Chandler, Charles F.

Year

1857 – 1864

Intro bio

Charles F. Chandler came to Union College in 1857, a twenty-three year old Harvard grad with a Ph.D. from Gottingen at age nineteen.

Full Bio

Charles F. Chandler came to Union College in 1857, a twenty-three year old Harvard grad with a Ph.D. from Gottingen at age nineteen. He would go on to become one of the leading chemists of his generation.

He had been hired at Union in the dual role of assistant professor and janitor - because there were insufficient funds for an academic appointment only. Indeed, Chandler's janitorial duties, which included the building of six anthracite coal fires every morning, may have been his most important contribution since the temperature that winter in Schenectady dipped to minus twenty-nine degrees. Within a year, Charles Joy, who was the professor of chemistry, left Union for Columbia, and Chandler was promoted to professor; moreover, his janitorial duties were eliminated. By 1861, he was named the Nott Professor of Chemistry, thereby rising from janitor to professor to endowed chair in four years.

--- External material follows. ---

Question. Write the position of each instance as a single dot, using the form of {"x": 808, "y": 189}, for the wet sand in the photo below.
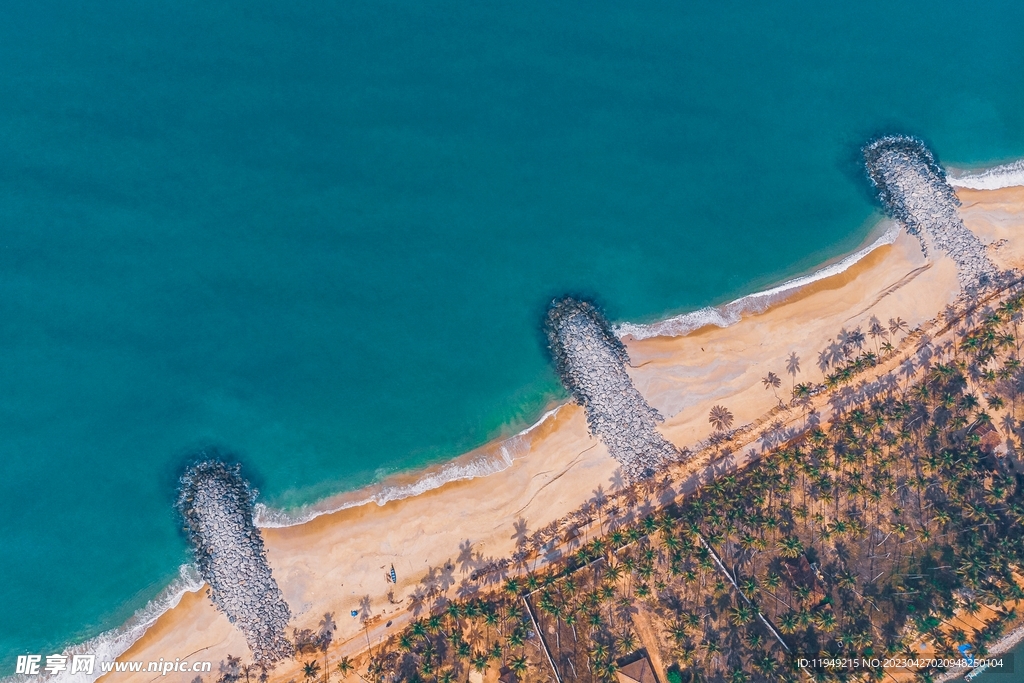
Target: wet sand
{"x": 337, "y": 562}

Despite the fact that many of his students were older than him, Chandler quickly became a student favorite because of his elegant and clear lectures, his charismatic personality and his enthusiasm for and knowledge of chemistry.

Over next few years, Chandler became increasingly disenchanted with the worsening financial situation at the College. At Joy's urging, Chandler decided to accept an offer from Columbia University and left Schenectady on election day in 1864, just after casting his ballot for Abraham Lincoln.

By the end of the nineteenth century, Chandler was considered by many to be the dean of American chemistry, primarily through his contributions to industrial chemistry and to the improvement of public health in New York City. One newspaper, at the time of his death, gushed that Chandler became the apostle of chemical science in New York City and compared his preaching of salvation through science with the apostolic missions of St. Paul in Athens and St. Peter in Rome. Chandler is also given credit for being the most influential founder of the American Chemical Society, the largest professional organization in this country. He received numerous honorary degrees during his career, including ones from Union and Oxford. Chandler is so revered at Columbia University that the building housing the chemistry department is called Chandler Laboratories.

Near the end of Chandler's life, he sent Union President Raymond a photograph of himself. Across the bottom of the photograph, this dean of American chemistry, this apostle of science, this father of the American Chemical Society, this patron saint of the Columbia chemistry department, wrote the following: "I owe everything to Union."